CC compares internal and external clock periods and adjusts the internal delay incrementally. If the internal clock period is shorter than the external clock, CC adds delay on the next internal cycle; if longer, it reduces delay. The process repeats until synchronization is reached. CC is more robust and stable, as errors affect only isolated data points and do not propagate, but CC converges more slowly than CFM.

DLL can be disabled during diagnosis and evaluation; in normal operation it is typically enabled and automatic. The DLL function is essentially to align the internal and external clocks by inserting or removing delay.

2.5 Data Strobe (DQS)

DDR adds the DQS strobe signal, which does not exist in SDRAM. There is one DQS per byte. For a 16-bit device, two bytes mean LDQS and UDQS. DQS helps identify each transfer within a clock cycle and enables the receiver to sample data accurately. DQS is bi-directional and is used to synchronize with DQ.

On reads, DQS and DQ are generated together (at the CK/CK# cross point). In DDR, CAS latency refers to the interval from the CAS command to DQS generation. The time between DQS triggering and the data appearing on the I/O is called tAC. Note that DDR tAC differs in meaning from SDRAM tAC.

When DQS is generated, internal prefetching is already complete; tAC refers to the data output time from the prefetch stage. Prefetching may cause data to be available slightly before DQS is asserted.

On writes, DQS edges are center-aligned with the DQ data, providing a stable sampling point so DDR devices can capture DQ on DQS edges.

2.6 Write Latency (tDQSS)

In SDRAM, the write command and write data appear on the bus simultaneously. In DDR, after issuing a write command there is a write latency tDQSS before DQS, write data DQ, and DM become valid. tDQSS is the delay from the write command to the first corresponding rising edge of DQS.

tDQSS ensures synchronization: with two transfers per clock cycle, timing precision is critical and receivers must be prepared before data transfer begins. tDQSS is an important DDR parameter: too short may cause capture errors, too long wastes bus time. tDQSS is typically between 0.75 and 1.25 clock cycles, usually approximately one clock cycle. Because DQS and CK may be unsynchronized, the DDR clock is mainly used to synchronize command timing. Data reads and writes themselves are synchronized to DQS, and a write FIFO transfers data from the DQS domain to the CK domain, so DQS/CK phase difference does not prevent correct data writes.

Because data is transferred on both edges while commands are single-edge, when CL=2.5 the next command after a read must be delayed by an extra half clock period. For example, when issuing a write after a read with CL=2.5, add half a clock to tDQSS.

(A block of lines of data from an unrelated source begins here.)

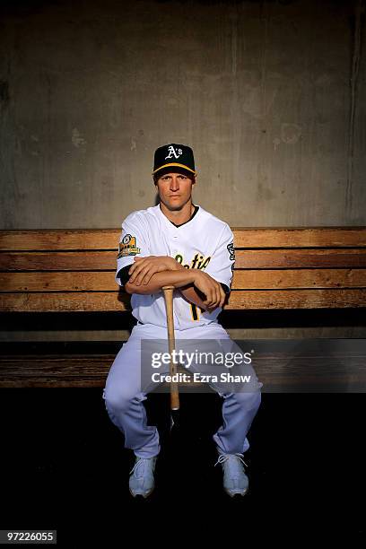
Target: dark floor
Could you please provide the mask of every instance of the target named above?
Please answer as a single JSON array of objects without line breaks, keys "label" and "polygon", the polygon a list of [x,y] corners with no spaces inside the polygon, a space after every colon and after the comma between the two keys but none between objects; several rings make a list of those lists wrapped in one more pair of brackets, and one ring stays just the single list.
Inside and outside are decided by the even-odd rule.
[{"label": "dark floor", "polygon": [[175,545],[191,527],[218,536],[229,527],[231,542],[243,528],[274,541],[290,530],[299,538],[364,536],[362,394],[263,394],[245,455],[249,492],[233,499],[214,467],[220,398],[181,395],[170,434],[169,396],[151,395],[148,415],[162,449],[156,489],[145,501],[129,494],[133,458],[101,389],[3,388],[0,396],[2,529],[57,529],[57,545],[65,547],[97,537],[97,546],[119,546],[134,532],[150,543],[156,516],[158,536],[167,541],[169,521]]}]

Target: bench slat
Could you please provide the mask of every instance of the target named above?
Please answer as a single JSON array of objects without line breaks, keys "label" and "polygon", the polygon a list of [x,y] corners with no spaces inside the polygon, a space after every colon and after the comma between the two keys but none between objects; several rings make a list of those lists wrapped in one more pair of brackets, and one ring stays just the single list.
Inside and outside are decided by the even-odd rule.
[{"label": "bench slat", "polygon": [[[124,342],[121,342],[121,345]],[[0,357],[0,387],[100,387],[105,381],[116,354],[47,355],[40,353]],[[317,354],[297,350],[261,352],[254,362],[256,374],[266,392],[319,391],[330,386],[334,390],[364,392],[366,360],[363,350],[340,351]],[[352,364],[351,373],[347,366]],[[308,368],[308,366],[310,366]],[[309,373],[308,373],[309,372]],[[323,390],[323,389],[322,389]]]},{"label": "bench slat", "polygon": [[[363,267],[366,248],[240,249],[237,269]],[[100,271],[117,267],[117,251],[4,252],[0,271]]]},{"label": "bench slat", "polygon": [[[232,228],[235,248],[366,247],[366,227]],[[0,250],[116,249],[120,229],[0,231]],[[249,245],[248,245],[249,244]]]},{"label": "bench slat", "polygon": [[[365,307],[366,289],[242,290],[233,291],[226,309],[342,309]],[[3,312],[123,311],[130,310],[124,292],[0,293]]]},{"label": "bench slat", "polygon": [[[232,290],[363,288],[366,269],[234,271]],[[116,292],[115,272],[0,273],[0,292]]]}]

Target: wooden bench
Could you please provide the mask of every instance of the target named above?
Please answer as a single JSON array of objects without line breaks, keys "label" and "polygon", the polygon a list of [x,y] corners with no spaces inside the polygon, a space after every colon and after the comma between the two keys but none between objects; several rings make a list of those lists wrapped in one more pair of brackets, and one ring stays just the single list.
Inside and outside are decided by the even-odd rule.
[{"label": "wooden bench", "polygon": [[[236,264],[225,310],[366,308],[366,227],[232,231]],[[130,314],[130,296],[115,282],[119,236],[120,230],[0,231],[3,325],[24,313]],[[0,387],[102,387],[114,356],[3,351]]]}]

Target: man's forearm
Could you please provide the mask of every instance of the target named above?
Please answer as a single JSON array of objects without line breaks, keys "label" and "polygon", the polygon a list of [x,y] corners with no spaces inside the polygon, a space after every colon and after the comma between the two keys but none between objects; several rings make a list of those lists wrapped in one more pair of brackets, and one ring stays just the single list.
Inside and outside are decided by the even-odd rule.
[{"label": "man's forearm", "polygon": [[162,286],[175,286],[180,288],[192,284],[194,281],[194,269],[179,269],[175,271],[161,271],[155,273],[151,277],[147,284],[135,284],[126,283],[125,290],[127,293],[139,293],[141,295],[148,295],[149,293],[157,293]]},{"label": "man's forearm", "polygon": [[183,297],[189,301],[189,303],[194,303],[204,310],[207,309],[207,306],[204,303],[195,286],[192,285],[188,286],[187,288],[179,288],[179,292]]}]

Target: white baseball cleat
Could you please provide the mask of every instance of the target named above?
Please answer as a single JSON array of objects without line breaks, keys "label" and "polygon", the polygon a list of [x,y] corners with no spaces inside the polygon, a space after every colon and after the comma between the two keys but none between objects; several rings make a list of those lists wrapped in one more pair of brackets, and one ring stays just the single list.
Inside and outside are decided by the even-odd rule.
[{"label": "white baseball cleat", "polygon": [[130,471],[129,491],[134,498],[141,495],[143,498],[149,496],[155,485],[153,472],[155,469],[157,456],[153,458],[138,458],[133,469]]},{"label": "white baseball cleat", "polygon": [[245,495],[248,492],[248,478],[245,474],[243,454],[220,454],[217,462],[222,466],[223,489],[231,498],[236,495]]}]

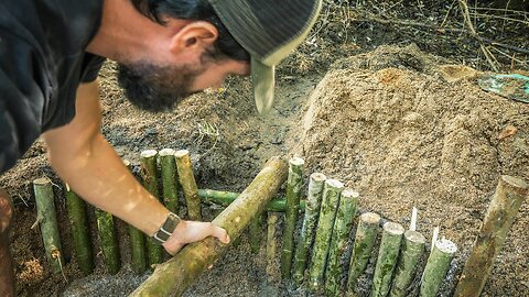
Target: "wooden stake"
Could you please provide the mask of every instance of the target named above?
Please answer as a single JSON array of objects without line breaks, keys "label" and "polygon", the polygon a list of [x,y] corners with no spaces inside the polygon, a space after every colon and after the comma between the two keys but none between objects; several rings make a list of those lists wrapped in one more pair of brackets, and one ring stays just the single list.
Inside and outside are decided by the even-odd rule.
[{"label": "wooden stake", "polygon": [[[158,167],[156,167],[158,151],[147,150],[141,152],[141,179],[143,187],[154,198],[160,200],[158,191]],[[147,252],[149,255],[149,265],[160,264],[163,262],[163,248],[154,243],[152,240],[147,241]]]},{"label": "wooden stake", "polygon": [[309,289],[311,292],[323,289],[328,245],[331,244],[334,219],[336,218],[336,209],[339,205],[339,194],[343,188],[344,184],[336,179],[325,180],[320,221],[317,222],[316,239],[314,241],[314,250],[309,274]]},{"label": "wooden stake", "polygon": [[419,232],[408,230],[404,232],[404,243],[400,253],[399,264],[393,277],[390,297],[404,297],[408,287],[413,280],[417,264],[424,253],[427,239]]},{"label": "wooden stake", "polygon": [[162,168],[163,204],[174,213],[179,213],[179,187],[174,150],[163,148],[158,154]]},{"label": "wooden stake", "polygon": [[350,255],[349,276],[347,278],[348,295],[353,295],[355,292],[356,282],[367,266],[377,239],[379,224],[380,216],[374,212],[366,212],[358,220],[355,244]]},{"label": "wooden stake", "polygon": [[46,258],[53,273],[61,273],[64,264],[57,215],[55,212],[52,182],[47,177],[33,180],[36,202],[36,220],[41,226]]},{"label": "wooden stake", "polygon": [[435,297],[438,295],[456,251],[457,246],[447,239],[435,242],[422,274],[420,297]]},{"label": "wooden stake", "polygon": [[499,177],[454,296],[481,295],[493,270],[494,260],[501,251],[516,215],[528,195],[529,185],[522,179],[507,175]]},{"label": "wooden stake", "polygon": [[377,266],[373,276],[371,297],[384,297],[389,293],[391,276],[397,266],[400,243],[404,228],[400,223],[387,222],[384,224],[382,240],[378,251]]},{"label": "wooden stake", "polygon": [[89,275],[94,271],[94,256],[91,251],[90,231],[86,218],[86,206],[69,186],[66,188],[66,207],[68,209],[72,238],[74,239],[75,260],[83,274]]},{"label": "wooden stake", "polygon": [[283,245],[281,253],[281,276],[290,278],[292,254],[294,251],[294,230],[300,213],[301,186],[303,184],[303,165],[300,157],[289,161],[289,178],[287,180],[287,211],[284,212]]},{"label": "wooden stake", "polygon": [[[249,221],[264,210],[288,175],[284,161],[271,158],[253,182],[213,223],[237,239]],[[228,245],[207,238],[182,249],[173,258],[158,265],[154,273],[131,296],[181,296],[198,275],[226,251]]]},{"label": "wooden stake", "polygon": [[193,221],[202,221],[201,198],[198,197],[198,187],[193,175],[190,152],[180,150],[174,153],[174,156],[176,157],[180,184],[187,204],[187,215]]},{"label": "wooden stake", "polygon": [[358,193],[346,189],[342,191],[342,197],[339,198],[339,207],[336,212],[333,238],[328,251],[327,271],[325,273],[325,292],[327,296],[339,296],[339,292],[342,290],[342,261],[356,216],[358,197]]},{"label": "wooden stake", "polygon": [[112,215],[96,208],[97,230],[101,244],[105,267],[111,275],[117,274],[121,267],[119,256],[118,237],[114,226]]},{"label": "wooden stake", "polygon": [[306,268],[306,257],[309,255],[309,250],[314,242],[325,179],[327,179],[327,177],[321,173],[311,174],[309,179],[305,217],[303,219],[303,227],[301,228],[300,240],[294,255],[293,278],[298,286],[303,283]]}]

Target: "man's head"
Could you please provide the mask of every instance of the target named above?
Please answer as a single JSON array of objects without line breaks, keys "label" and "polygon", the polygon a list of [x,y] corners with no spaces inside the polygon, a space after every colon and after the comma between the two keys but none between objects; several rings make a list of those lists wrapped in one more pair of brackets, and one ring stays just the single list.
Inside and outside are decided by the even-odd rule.
[{"label": "man's head", "polygon": [[274,66],[304,40],[322,6],[322,0],[131,1],[166,28],[164,50],[170,53],[163,63],[149,57],[120,66],[120,84],[136,105],[168,109],[251,67],[261,113],[273,102]]}]

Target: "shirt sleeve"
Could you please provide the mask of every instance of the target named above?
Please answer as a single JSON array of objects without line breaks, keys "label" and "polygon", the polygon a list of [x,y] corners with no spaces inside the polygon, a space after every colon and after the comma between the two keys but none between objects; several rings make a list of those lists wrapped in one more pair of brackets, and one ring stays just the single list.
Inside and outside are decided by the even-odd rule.
[{"label": "shirt sleeve", "polygon": [[25,42],[0,29],[0,173],[41,134],[44,68]]}]

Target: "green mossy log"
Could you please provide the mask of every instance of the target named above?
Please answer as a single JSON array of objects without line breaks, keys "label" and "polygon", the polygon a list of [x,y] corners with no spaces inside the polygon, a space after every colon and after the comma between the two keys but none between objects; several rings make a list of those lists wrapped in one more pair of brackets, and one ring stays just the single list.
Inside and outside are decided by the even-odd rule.
[{"label": "green mossy log", "polygon": [[163,148],[158,155],[162,169],[163,204],[171,212],[179,213],[179,177],[174,153],[172,148]]},{"label": "green mossy log", "polygon": [[121,267],[114,217],[112,215],[97,208],[95,211],[105,267],[109,274],[114,275],[117,274]]},{"label": "green mossy log", "polygon": [[[123,160],[125,166],[130,169],[130,162]],[[128,226],[130,240],[130,260],[132,271],[137,274],[143,274],[147,268],[145,257],[145,235],[131,224]]]},{"label": "green mossy log", "polygon": [[187,204],[187,216],[190,220],[202,221],[201,198],[198,197],[198,187],[193,175],[193,165],[191,164],[190,152],[180,150],[174,153],[176,157],[176,168],[179,170],[180,185],[184,191]]},{"label": "green mossy log", "polygon": [[528,195],[529,185],[526,182],[518,177],[500,176],[454,296],[481,295],[494,261],[501,251],[516,215]]},{"label": "green mossy log", "polygon": [[41,227],[42,240],[50,267],[53,273],[61,273],[64,265],[63,249],[58,233],[52,182],[47,177],[33,180],[35,191],[36,220]]},{"label": "green mossy log", "polygon": [[438,240],[432,249],[422,274],[420,297],[435,297],[438,295],[450,268],[450,263],[457,251],[455,243],[446,239]]},{"label": "green mossy log", "polygon": [[[222,190],[212,190],[212,189],[198,189],[198,197],[201,197],[204,202],[216,204],[220,206],[229,206],[240,194],[233,191],[222,191]],[[287,210],[287,199],[285,198],[273,198],[268,202],[266,211],[276,211],[284,212]],[[300,201],[300,211],[305,211],[305,201]]]},{"label": "green mossy log", "polygon": [[413,280],[417,271],[417,264],[424,254],[427,239],[417,231],[408,230],[404,232],[404,243],[397,264],[393,284],[391,285],[390,297],[404,297],[408,287]]},{"label": "green mossy log", "polygon": [[325,180],[320,220],[317,222],[316,238],[309,273],[309,289],[311,292],[323,289],[328,246],[331,244],[336,210],[339,205],[339,195],[343,188],[344,184],[336,179]]},{"label": "green mossy log", "polygon": [[371,255],[377,239],[380,216],[374,212],[366,212],[358,219],[355,243],[349,262],[349,275],[347,277],[347,293],[353,295],[358,277],[366,270],[367,262]]},{"label": "green mossy log", "polygon": [[342,290],[342,262],[350,229],[353,228],[353,221],[355,220],[358,197],[358,193],[346,189],[342,191],[342,197],[339,198],[325,272],[325,292],[327,296],[339,296]]},{"label": "green mossy log", "polygon": [[301,228],[300,240],[295,248],[293,279],[298,286],[303,283],[309,251],[314,242],[317,217],[322,205],[323,184],[327,177],[321,173],[313,173],[309,178],[306,210]]},{"label": "green mossy log", "polygon": [[292,254],[294,251],[294,230],[300,216],[301,186],[303,185],[303,165],[305,161],[293,157],[289,161],[287,179],[287,210],[284,212],[283,244],[281,251],[281,276],[290,278]]},{"label": "green mossy log", "polygon": [[94,271],[94,253],[91,251],[90,230],[86,215],[85,201],[74,191],[66,188],[66,208],[68,209],[72,238],[74,239],[75,260],[83,274],[89,275]]},{"label": "green mossy log", "polygon": [[[141,180],[143,182],[143,187],[145,187],[154,198],[160,200],[156,157],[158,151],[155,150],[141,152]],[[147,254],[149,255],[149,266],[163,262],[163,248],[153,240],[149,239],[147,241]]]},{"label": "green mossy log", "polygon": [[389,293],[391,276],[399,257],[404,228],[396,222],[384,224],[382,240],[378,250],[377,266],[373,276],[371,297],[385,297]]},{"label": "green mossy log", "polygon": [[[264,210],[287,175],[285,162],[271,158],[239,198],[220,212],[213,223],[225,228],[231,240],[237,239],[250,220]],[[173,258],[158,265],[131,296],[181,296],[227,248],[227,244],[214,238],[186,245]]]}]

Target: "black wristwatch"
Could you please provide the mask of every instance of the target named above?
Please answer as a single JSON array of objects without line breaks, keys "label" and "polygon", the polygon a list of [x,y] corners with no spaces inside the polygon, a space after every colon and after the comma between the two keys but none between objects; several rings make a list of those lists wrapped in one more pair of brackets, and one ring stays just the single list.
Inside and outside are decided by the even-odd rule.
[{"label": "black wristwatch", "polygon": [[174,215],[173,212],[169,212],[165,222],[163,222],[162,227],[160,227],[160,230],[152,235],[152,240],[158,244],[165,243],[165,241],[168,241],[168,239],[173,234],[174,229],[176,229],[176,226],[181,220],[182,219],[180,219],[179,216]]}]

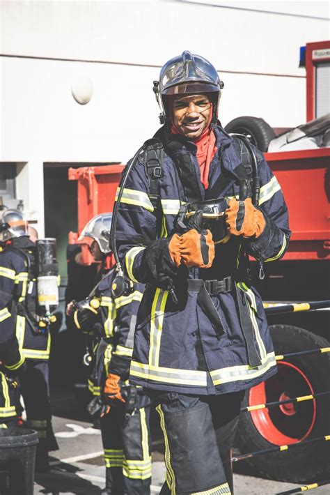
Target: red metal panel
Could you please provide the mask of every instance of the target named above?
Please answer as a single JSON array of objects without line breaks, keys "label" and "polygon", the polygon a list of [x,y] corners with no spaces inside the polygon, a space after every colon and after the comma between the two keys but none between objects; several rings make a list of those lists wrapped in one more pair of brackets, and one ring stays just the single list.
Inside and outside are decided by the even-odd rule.
[{"label": "red metal panel", "polygon": [[96,215],[113,211],[123,165],[69,169],[69,180],[78,181],[78,231]]},{"label": "red metal panel", "polygon": [[313,59],[313,50],[330,48],[330,41],[318,41],[306,45],[306,121],[315,119],[315,66],[329,59]]},{"label": "red metal panel", "polygon": [[330,257],[330,148],[265,153],[281,185],[292,231],[284,259]]}]

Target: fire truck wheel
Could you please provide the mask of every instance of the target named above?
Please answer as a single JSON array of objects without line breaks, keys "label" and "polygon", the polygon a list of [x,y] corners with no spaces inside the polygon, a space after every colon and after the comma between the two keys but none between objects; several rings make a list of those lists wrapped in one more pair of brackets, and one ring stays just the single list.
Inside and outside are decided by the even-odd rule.
[{"label": "fire truck wheel", "polygon": [[258,117],[237,117],[228,122],[225,130],[242,134],[260,151],[267,151],[269,142],[275,137],[271,126]]},{"label": "fire truck wheel", "polygon": [[[276,356],[329,347],[325,339],[290,325],[270,327]],[[247,390],[242,406],[283,401],[329,391],[329,353],[284,358],[278,373]],[[251,467],[266,478],[297,483],[320,481],[330,469],[329,441],[297,442],[324,438],[330,434],[330,395],[242,413],[237,443],[242,454],[288,446],[281,452],[249,459]]]}]

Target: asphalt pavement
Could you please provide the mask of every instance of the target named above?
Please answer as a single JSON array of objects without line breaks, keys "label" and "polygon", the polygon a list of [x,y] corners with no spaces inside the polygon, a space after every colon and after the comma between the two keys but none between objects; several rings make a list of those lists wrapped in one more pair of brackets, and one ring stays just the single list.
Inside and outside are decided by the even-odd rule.
[{"label": "asphalt pavement", "polygon": [[[36,473],[34,494],[96,495],[104,485],[100,430],[85,412],[84,391],[56,386],[52,390],[53,427],[59,450],[51,452],[51,471]],[[164,446],[159,429],[152,435],[152,495],[157,495],[164,480]],[[234,474],[235,495],[275,495],[299,485],[249,475],[249,471]],[[311,492],[315,495],[330,493],[330,486]]]}]

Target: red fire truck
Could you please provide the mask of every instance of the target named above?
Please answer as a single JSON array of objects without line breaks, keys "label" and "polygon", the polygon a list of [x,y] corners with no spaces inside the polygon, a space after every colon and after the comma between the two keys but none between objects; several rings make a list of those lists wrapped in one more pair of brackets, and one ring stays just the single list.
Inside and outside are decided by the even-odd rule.
[{"label": "red fire truck", "polygon": [[[269,301],[266,307],[329,298],[330,42],[308,43],[301,55],[306,124],[279,136],[256,117],[239,117],[226,127],[248,136],[265,152],[289,209],[292,235],[288,252],[280,262],[269,264],[266,279],[257,285]],[[123,169],[120,164],[70,169],[69,179],[78,183],[79,231],[91,218],[109,211]],[[69,242],[76,242],[77,236],[70,232]],[[87,250],[84,255],[91,263]],[[320,480],[329,473],[329,314],[323,310],[269,317],[278,372],[246,394],[244,406],[249,410],[242,413],[237,439],[242,454],[276,450],[246,459],[256,473],[297,482]],[[282,404],[263,406],[278,402]],[[299,448],[290,449],[298,443]]]}]

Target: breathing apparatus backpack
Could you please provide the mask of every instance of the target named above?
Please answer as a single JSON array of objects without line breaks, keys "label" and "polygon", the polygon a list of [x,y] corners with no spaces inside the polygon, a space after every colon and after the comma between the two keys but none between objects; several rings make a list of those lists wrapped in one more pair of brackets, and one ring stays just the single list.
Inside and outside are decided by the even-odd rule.
[{"label": "breathing apparatus backpack", "polygon": [[36,247],[22,249],[10,246],[9,250],[19,254],[27,266],[26,294],[24,300],[17,303],[18,312],[22,312],[37,333],[43,333],[51,323],[56,321],[53,313],[58,305],[56,239],[39,239]]},{"label": "breathing apparatus backpack", "polygon": [[[145,151],[145,170],[149,180],[149,199],[156,213],[157,221],[160,220],[159,179],[163,176],[164,148],[162,142],[156,138],[149,139]],[[253,204],[258,204],[260,184],[258,176],[256,158],[249,142],[244,136],[233,136],[235,149],[240,157],[242,166],[238,167],[239,175],[239,199],[252,197]],[[218,184],[219,190],[223,190],[233,180],[233,176],[221,176]],[[254,199],[254,201],[253,201]],[[214,242],[219,242],[227,235],[225,211],[228,200],[226,197],[187,203],[181,206],[177,219],[177,226],[184,231],[184,222],[197,211],[203,211],[203,229],[209,229]]]}]

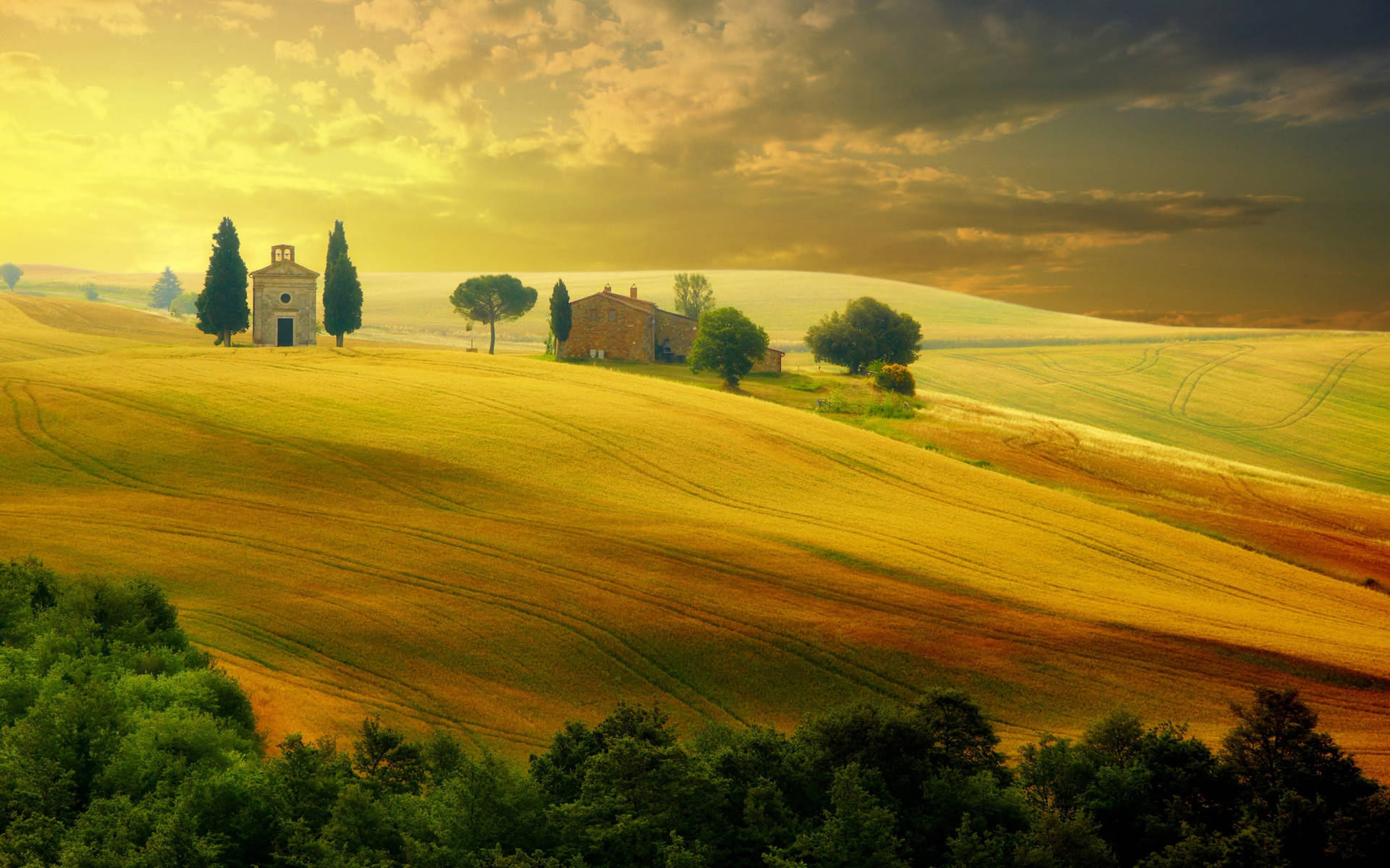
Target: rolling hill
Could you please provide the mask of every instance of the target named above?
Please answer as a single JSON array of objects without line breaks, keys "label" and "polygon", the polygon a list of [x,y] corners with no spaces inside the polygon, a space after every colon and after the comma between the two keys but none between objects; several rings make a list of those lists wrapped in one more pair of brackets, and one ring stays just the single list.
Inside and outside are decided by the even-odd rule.
[{"label": "rolling hill", "polygon": [[[257,267],[254,256],[247,258]],[[154,274],[104,274],[54,265],[25,265],[19,289],[78,294],[78,286],[93,283],[103,297],[143,304]],[[457,272],[363,272],[363,332],[366,337],[395,337],[413,342],[461,343],[464,322],[453,312],[449,293],[455,286],[480,274]],[[612,283],[616,292],[637,285],[644,299],[663,307],[671,306],[673,271],[630,272],[516,272],[541,293],[535,310],[516,322],[502,324],[499,337],[506,343],[541,343],[548,332],[546,299],[555,281],[563,278],[571,299],[587,296]],[[831,310],[844,308],[849,299],[872,294],[897,308],[912,312],[929,326],[929,337],[952,343],[980,342],[1049,342],[1049,340],[1183,340],[1208,337],[1219,329],[1186,329],[1143,322],[1119,322],[1058,314],[979,296],[855,275],[806,271],[706,271],[719,304],[744,310],[767,329],[774,343],[795,346],[806,326]],[[179,274],[183,287],[197,292],[202,274]],[[484,329],[485,332],[486,329]]]},{"label": "rolling hill", "polygon": [[1390,493],[1390,335],[956,349],[926,387],[1198,453]]},{"label": "rolling hill", "polygon": [[156,575],[272,735],[525,753],[620,697],[790,725],[945,683],[1013,740],[1116,706],[1212,736],[1277,682],[1390,772],[1383,594],[737,394],[49,303],[0,296],[0,553]]}]

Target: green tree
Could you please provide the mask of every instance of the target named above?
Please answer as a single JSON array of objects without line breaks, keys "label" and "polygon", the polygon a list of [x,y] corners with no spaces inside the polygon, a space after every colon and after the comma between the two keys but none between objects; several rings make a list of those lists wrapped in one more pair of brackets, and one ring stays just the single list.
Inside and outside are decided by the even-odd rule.
[{"label": "green tree", "polygon": [[170,312],[175,317],[192,317],[197,314],[197,296],[195,293],[182,293],[170,303]]},{"label": "green tree", "polygon": [[213,256],[207,261],[203,292],[197,296],[197,328],[217,335],[215,344],[232,346],[232,335],[252,324],[246,304],[246,262],[232,218],[224,217],[213,235]]},{"label": "green tree", "polygon": [[335,219],[334,228],[328,233],[328,256],[324,258],[324,286],[328,286],[328,279],[334,276],[334,267],[338,264],[338,257],[348,253],[348,233],[343,231],[343,221]]},{"label": "green tree", "polygon": [[488,353],[498,347],[498,322],[517,319],[535,307],[537,292],[509,274],[468,278],[453,290],[449,301],[460,317],[488,324]]},{"label": "green tree", "polygon": [[716,307],[701,314],[691,346],[691,371],[713,371],[737,386],[767,354],[767,332],[735,307]]},{"label": "green tree", "polygon": [[1320,864],[1337,814],[1377,785],[1318,731],[1297,689],[1255,687],[1255,701],[1232,711],[1240,722],[1222,740],[1222,760],[1244,789],[1247,812],[1280,839],[1290,864]]},{"label": "green tree", "polygon": [[806,331],[816,361],[845,365],[851,374],[863,374],[872,361],[912,364],[920,343],[916,319],[869,296],[847,304],[844,314],[831,311]]},{"label": "green tree", "polygon": [[817,829],[767,854],[769,868],[906,868],[902,842],[892,833],[892,811],[865,787],[858,762],[835,772],[830,804]]},{"label": "green tree", "polygon": [[556,281],[550,290],[550,333],[555,335],[555,357],[560,357],[564,342],[570,339],[570,328],[574,325],[570,310],[570,290],[564,281]]},{"label": "green tree", "polygon": [[174,271],[165,265],[164,274],[154,281],[154,286],[150,289],[150,307],[156,310],[170,310],[170,306],[174,304],[174,299],[178,299],[182,293],[183,285],[179,283]]},{"label": "green tree", "polygon": [[343,346],[343,335],[361,328],[361,281],[348,253],[343,221],[334,221],[324,264],[324,331]]},{"label": "green tree", "polygon": [[343,346],[343,335],[361,328],[361,282],[346,251],[339,254],[331,274],[324,282],[324,331]]},{"label": "green tree", "polygon": [[701,314],[714,307],[714,290],[710,289],[709,279],[702,274],[676,275],[676,310],[691,319],[699,319]]}]

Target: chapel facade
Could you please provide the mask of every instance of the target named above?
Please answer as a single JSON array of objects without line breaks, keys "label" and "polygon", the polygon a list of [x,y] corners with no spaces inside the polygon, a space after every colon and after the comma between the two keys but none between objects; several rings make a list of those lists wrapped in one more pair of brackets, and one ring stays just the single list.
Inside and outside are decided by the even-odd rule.
[{"label": "chapel facade", "polygon": [[318,272],[295,261],[293,244],[270,249],[270,265],[250,274],[252,343],[299,347],[318,343]]}]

DDR write completion requires additional internal processing steps, so write recovery time tWR is longer (typically around 3 clock cycles). In DDR2, tWR is exposed as a mode register parameter.

3 Conclusion

1. DDR transfers data on both edges of the clock, delivering two I/O-width data words per clock. SDRAM transfers only on the rising edge, one I/O-width word per clock.
2. To meet tighter timing requirements, DDR uses a differential clock and does not support clock suspend operations.
3. Because the core transfers data only on a single edge, DDR uses a 2n prefetch: the internal data bus is twice the width of the I/O bus to convert double-edge I/O data to single-edge core data.
4. DDR does not support single-beat or full-page burst transfers. Read operations do not support mask functionality.
5. Because DDR uses double-edge transfers, CAS latency can be 2.5 cycles. SDRAM has no write command-to-data delay, while DDR requires tDQSS between the write command and the appearance of DQ, DM, and DQS.
6. DDR introduces the DQS strobe. On reads DQS edges align with DQ edges; on writes DQS edges align with the center of DQ, enabling stable capture on DQS edges.
7. DDR adds a delay-locked loop (DLL) to align internal and external clocks due to tighter clock precision requirements.
8. SDRAM typically uses 3.3 V LVTTL signaling, while DDR uses 2.5 V SSTL_2 signaling, reducing DDR power. SDRAM commonly uses TSOP-II packages; DDR devices are available in TSOP-II and BGA packages.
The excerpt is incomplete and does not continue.